O mercado de arrendamento pode ser a solução para os imóveis usados? “Antes de mais, é preciso acompanhar a implementação da nova lei e ver se os despejos se tornam, de fato, mais ágeis e céleres. Se isso acontecer, temos o problema da confiança no mercado resolvida”, diz Reis Campos.

Já a questão fiscal continua sem resolução à vista. “O Estado não teve coragem de avançar com a taxa liberatória para o arrendamento, deixando a questão para fase posterior em sede própria. Não fazemos ideia, apenas que esse era o clique necessário para conseguir cativar investidores”, refere Luís Lima. Uma coisa é certa, as rendas têm de ser ajustadas à realidade. “Não se pode pedir de renda o mesmo valor em Gondomar, Valongo ou Gaia que se pede no centro do Porto. Essas zonas têm de ter rendas 30 ou 40% mais baratas”, defende.

E quanto à vizinha Espanha? Segundo um trabalho hoje publicado pelo diário espanhol Expansion, citando Fernando Encinar, chefe de estudos do idealista.com, o portal imobiliário líder de mercado, “será apenas uma questão de tempo até que estas demolições [feitas na Irlanda] sejam uma realidade em Espanha”. Ao contrário de Portugal, o mercado vizinha conta com verdadeiras cidades-fantasma.
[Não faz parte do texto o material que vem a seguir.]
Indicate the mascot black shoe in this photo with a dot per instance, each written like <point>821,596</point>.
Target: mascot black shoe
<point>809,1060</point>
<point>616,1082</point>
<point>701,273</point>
“A médio prazo teremos casas com procura e que se revalorizam, outras que continuarão a ter de fazer cortes significativos no preço e um terceiro tipo de imóveis que serão absolutamente invendáveis.Vamos a ver como é que este imobiliário vai ser derrubado para devolver os solos à natureza”, defende.
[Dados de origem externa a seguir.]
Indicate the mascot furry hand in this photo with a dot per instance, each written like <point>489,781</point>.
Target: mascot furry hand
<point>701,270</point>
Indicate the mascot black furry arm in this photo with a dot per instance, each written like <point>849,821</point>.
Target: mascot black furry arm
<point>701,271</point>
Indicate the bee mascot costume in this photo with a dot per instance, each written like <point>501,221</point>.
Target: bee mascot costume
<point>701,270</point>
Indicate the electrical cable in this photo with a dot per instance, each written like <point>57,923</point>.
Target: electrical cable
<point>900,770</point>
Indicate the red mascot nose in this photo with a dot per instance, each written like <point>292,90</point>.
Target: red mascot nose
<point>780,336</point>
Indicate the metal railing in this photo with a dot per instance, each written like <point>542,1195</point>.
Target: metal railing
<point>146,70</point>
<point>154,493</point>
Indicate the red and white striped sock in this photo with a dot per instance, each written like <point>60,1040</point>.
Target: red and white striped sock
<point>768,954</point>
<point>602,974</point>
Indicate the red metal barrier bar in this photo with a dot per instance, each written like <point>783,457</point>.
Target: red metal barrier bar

Recorde-se que a ‘limpeza urbanística’ que está a ser levada a cabo na Irlanda está a cargo da Agência Nacional de Gestão de Ativos (NAMA), vulgarmente designada como ‘banco mau’, na medida em que reuniu os ativos imobiliários tóxicos dos vários bancos. A Madrid chegam sexta-feira os especialistas da Comissão Europeia encarregues da criação de um ‘banco mau’ em Espanha.